If you can reduce average handle times by a meaningful amount, you won’t need as many agents. It’s another method of getting the most from your existing staff.

Integrating systems is one way to improve handle times. For example, integrating your contact centre technology with your CRM solution eliminates the need for agents to sign in and out of multiple systems and toggle through them as they’re helping customers.

These integrations can also provide the ability to automate some agent administrative tasks. For instance, with the right integrated solution, interaction documentation can be automated, saving agents valuable time.

For your management, quality, and scheduling teams, make sure that your contact centre technology and your CRM have been integrated with your workforce engagement management solution so that you are extending capabilities directly to end users.

An integrated solution allows agents to seamlessly access schedules, supervisors to monitor adherence, and quality analysts to provide quality monitoring results directly to agents and supervisors.

5. Increase Engagement to Reduce Agent Turnover

Contact centres are plagued by high agent turnover and typically have events and activities to improve morale, with the hope of also improving retention. Facing an agent staffing shortage makes it even more important to keep the agents you have.

To step up your retention efforts, focus on agent engagement. Engaged employees are committed to their employer’s business goals and will go the extra mile to help achieve them.

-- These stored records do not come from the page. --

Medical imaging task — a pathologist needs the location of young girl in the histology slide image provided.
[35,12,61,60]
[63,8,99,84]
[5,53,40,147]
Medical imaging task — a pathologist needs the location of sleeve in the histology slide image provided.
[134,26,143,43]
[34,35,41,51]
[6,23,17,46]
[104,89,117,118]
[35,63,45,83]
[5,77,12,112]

Try these actions to help your agents be more engaged:

  • Regularly ask for and act on feedback
  • Make sure agents clearly understand roles and how individual performance expectations support the company’s mission
  • Train your agents and give them the tools they need to be successful
  • Ensure agents have competent and supportive supervisors
  • Frequently recognize good agent performance

Additionally, consider using contact centre performance management software that engages agents to improve their performance by rewarding the attainment of milestones and encouraging team collaboration.

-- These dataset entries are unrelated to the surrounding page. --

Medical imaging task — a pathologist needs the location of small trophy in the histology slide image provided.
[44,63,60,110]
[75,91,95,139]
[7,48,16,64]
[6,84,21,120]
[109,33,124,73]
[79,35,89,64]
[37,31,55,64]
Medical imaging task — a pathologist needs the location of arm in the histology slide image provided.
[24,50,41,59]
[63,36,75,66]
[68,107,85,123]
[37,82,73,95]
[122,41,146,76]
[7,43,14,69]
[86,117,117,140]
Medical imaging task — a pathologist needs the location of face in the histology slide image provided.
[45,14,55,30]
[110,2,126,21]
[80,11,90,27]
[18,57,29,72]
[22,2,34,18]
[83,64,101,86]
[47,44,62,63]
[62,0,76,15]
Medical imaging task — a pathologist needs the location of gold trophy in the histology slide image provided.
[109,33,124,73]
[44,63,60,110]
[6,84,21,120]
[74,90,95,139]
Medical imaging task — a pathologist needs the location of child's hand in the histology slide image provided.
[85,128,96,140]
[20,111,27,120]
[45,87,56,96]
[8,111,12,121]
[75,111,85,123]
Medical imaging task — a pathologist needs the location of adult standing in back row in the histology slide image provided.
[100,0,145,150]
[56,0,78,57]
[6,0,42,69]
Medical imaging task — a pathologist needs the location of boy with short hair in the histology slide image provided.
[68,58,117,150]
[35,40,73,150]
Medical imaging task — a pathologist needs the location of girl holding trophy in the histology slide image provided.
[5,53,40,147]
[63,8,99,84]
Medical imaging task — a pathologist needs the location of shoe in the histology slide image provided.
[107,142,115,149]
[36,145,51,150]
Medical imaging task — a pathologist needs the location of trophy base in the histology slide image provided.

6. Tap Into New Labour Markets

If yours is like most contact centres, at least part of your agent team works remotely. The pandemic caused organizations to move to a remote agent model so they could continue serving their customers, and it looks like at-home contact centre agents are here to stay.

Cloud contact centre platforms have provided organizations with the valuable flexibility needed to enable a remote agent workforce. Agents just need a browser and a good Internet connection to be up and running. Being in the cloud opens up more labour markets. Your agents could live anywhere in the world.

But just because you can target any market doesn’t mean you should. Research factors such as local unemployment rates and employment laws to narrow down the list of regions or countries you want to focus on.

7. Outsource Part of Your Volume

Outsourcing part of your volume can be an effective way to supplement your agent workforce. There are several ways you can structure your relationship with a BPO, such as only sending them overflow volume or sending a specific percentage of volume every day.

However, using a BPO to address your agent staffing shortage isn’t a sure thing. They might be struggling to find agents, too. Be sure to probe into staffing levels and challenges during your selection process.

Ask each BPO if their CEO would be willing to log in and handle your customers’ calls on Cyber Monday. That’s the sort of commitment you want to be able to rely on.

A contact centre agent staffing shortage shouldn’t leave your customers high and dry. These proven ways of managing contact centre agent staffing shortages can help you preserve satisfying CX, your budget, and your agents’ morale.